桜ふたたび 後編

3、出奔

ニューヨークへ戻って二週間、エルモ・アルフレックスの秘書からリンを経由して告げられた呼び出しに、ジェイは待ちくたびれた腰を上げた。直接電話してくればいいものを、このもったいぶりようが彼らしい。
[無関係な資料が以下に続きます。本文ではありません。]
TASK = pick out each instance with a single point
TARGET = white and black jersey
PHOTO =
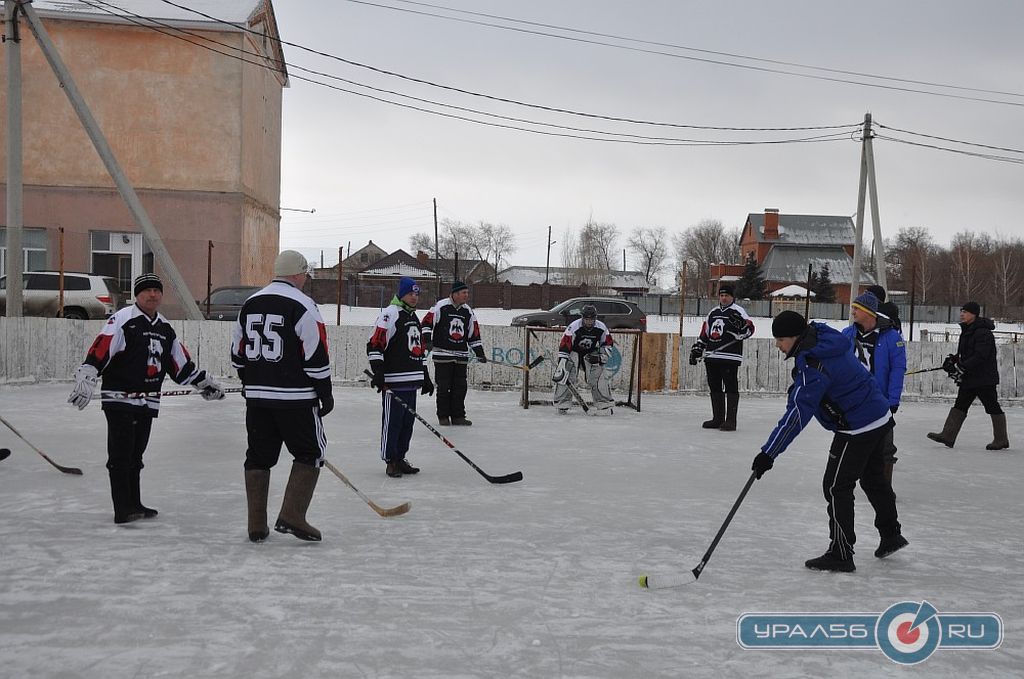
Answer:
(724, 331)
(395, 342)
(279, 346)
(453, 331)
(133, 353)
(584, 340)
無駄に広く豪奢な執務室で、エルモは腕組みをしたまま、近づく弟を睨み付けている。怒りで顔が紅潮しハシバミ色の目が血走っていた。

ジェイは事務的に切り出した。

『用件は何です?』

エルモの片頬がぴきぴきと痙攣を起こした。

『デュバルが破談を申し込んできた』

『それは残念だ』

『なぜ理由を聞かない?』

『先方から申し出たことなら、ビジネスに支障はありません。慰謝料の請求でもお望みですか?』

平然と言う。エルモは目を剥いた。

『金の問題じゃない! アルフレックスの名誉の問題だ!』

ジェイは冷淡な表情を変えない。

『おまえ、知っていて──』

言った瞬間、エルモの頭のなかに強烈な意識が飛び込んできた。
またしてもこいつにしてやられた。今度こそねじ伏せてやったつもりだったのに、こいつは最初からこうなることを読んでいたのだ。
いや、こうなるように仕掛けたのだ。どんなトリックを使ったのか、狡猾な奴、策士め。

『お話はそれだけですか?』

怒りに言葉を失ったエルモを完全に無視して、ジェイはさっさと踵を返した。

『待て!』と、エルモは椅子から腰を浮かした。と言って引き留めて言うべき言葉はない。

ジェイは足を止め、エルモを肩越しに振り返り言った。

『次に誰を連れてきても無駄ですよ。これ以上アルフレックスの恥を晒す前に、諦めた方が賢明です』

──くそ!

エルモは持って行き場のない敗北感を、デスクに叩き付けるしかなかった。